Qin’s reputation in mathematics rests mainly on two phenomenal achievements: the method for solving high-order equations, originally named ‘Procedure for extracting roots with positive and negative [numbers]’ (zhengfu kaifang shu 正負開方術), and the method for solving congruence equations, originally named ‘Great inference procedure for all numbers’ (dayan zongshu shu 大衍總數術). Mathematical Book interested Chinese and Western scholars in the nineteenth century not only because of its great achievements in mathematics but also because they could compare these two methods to analogous procedures in Western and Hindu mathematics. The first method was usually compared to Horner’s or Newton’s method, while the second one was given the name Chinese Remainder Theorem, and compared to the Hindu Cuttaca and later to Gauss’s method.³⁴

Qin’s mathematical practice was based on counting rods, and the counting-diagrams in Mathematical Book had guided thirteenth-century readers to follow the operation of counting rods representing the procedures. After the first printed edition of Mathematical Book was published in 1842 and became the main edition, the key representation of procedures using counting-diagrams and the operation of counting rods were lost.
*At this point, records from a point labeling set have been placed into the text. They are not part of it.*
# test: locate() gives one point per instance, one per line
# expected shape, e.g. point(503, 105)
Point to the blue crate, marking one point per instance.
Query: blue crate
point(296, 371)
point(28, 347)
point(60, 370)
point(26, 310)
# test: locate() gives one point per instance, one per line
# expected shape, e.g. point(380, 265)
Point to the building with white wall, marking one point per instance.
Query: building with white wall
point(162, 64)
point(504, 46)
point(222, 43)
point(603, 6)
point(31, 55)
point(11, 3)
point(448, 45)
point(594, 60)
In a sense, the first printed edition misled readers and prevented them from understanding the mathematical procedures which Qin carried out with counting rods in Mathematical Book.
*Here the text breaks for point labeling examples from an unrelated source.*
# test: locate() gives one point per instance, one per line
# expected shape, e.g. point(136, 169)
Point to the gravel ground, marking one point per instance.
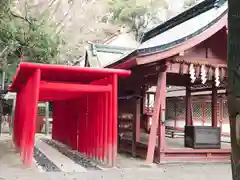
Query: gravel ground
point(44, 162)
point(73, 155)
point(174, 172)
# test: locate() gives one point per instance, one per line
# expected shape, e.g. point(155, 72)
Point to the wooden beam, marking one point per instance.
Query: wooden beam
point(155, 118)
point(201, 60)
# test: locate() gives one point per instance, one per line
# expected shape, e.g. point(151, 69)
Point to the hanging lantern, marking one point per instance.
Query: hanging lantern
point(203, 74)
point(217, 80)
point(192, 73)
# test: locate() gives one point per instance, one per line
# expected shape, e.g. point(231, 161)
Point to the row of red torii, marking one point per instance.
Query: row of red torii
point(84, 108)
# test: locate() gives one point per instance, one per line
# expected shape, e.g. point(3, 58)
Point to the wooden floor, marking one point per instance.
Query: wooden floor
point(177, 142)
However, Chinese and Western scholars in the nineteenth century focused on interpreting ancient mathematics by means of new mathematics, and also compared Chinese mathematics to Western and Hindu mathematics. Although they did not fully understand Qin’s methods of writing mathematics, they successfully applied the new representation for the procedures in Mathematical Book, and evaluated the merits of Mathematical Book by comparison with modern Western mathematics.

7 Conclusion

Mathematical Book in Nine Chapters was written in the context of a practice of mathematics in which practitioners used counting rods, and Qin Jiushao transcribed the counting-diagrams as the new mathematical representation of the operations with counting rods (Zhu 2020). However, from the fifteenth century onward, the abacus gradually replaced counting rods in China. Scholars slowly lost the knowledge of how to use counting rods. In the early years of the seventeenth century, with the compilation of Mathematical Guidance in the Common Language (Tongwen suanzhi 同文算指, 1613) by Matteo Ricci and Li Zhizao (李之藻, 1565–1630), Western written calculations were introduced into China (Chemla 1996; Chemla 1997; Martzloff 2006: 375–376; Zhu 2018). In the nineteenth century, most Chinese scholars understood ancient mathematics in the context of using the abacus and written calculation. Therefore, the transformation from counting rods to the abacus and written calculations changed the context of reading mathematical texts in which counting rods were the main mathematical instrument. These facts had a strong impact not only on the comprehension of the counting-diagrams in Mathematical Book but also on the compilation of its critical edition in 1842.

In the same way as in the nineteenth century, Western and Chinese scholars who studied the history of mathematics in China in the twentieth century focused on applying the new representation with modern signs to traditional mathematics. Generally speaking, the reconstruction of ancient mathematical practices had not received enough emphasis. Although there are a few lines in the fragments of Yongle Dadian (1565 [1986]) and the Siku edition (1781 [1986]), and although Zhao Qimei’s manuscript has been preserved in the National Library of China for half a century, the dominance of the first printed edition of Mathematical Book encouraged the neglect of counting-diagrams. In other words, when scholars created the modern representation for Qin Jiushao’s Mathematical Book, they were shaping a new historical image, which has a strong connection with the first printed edition.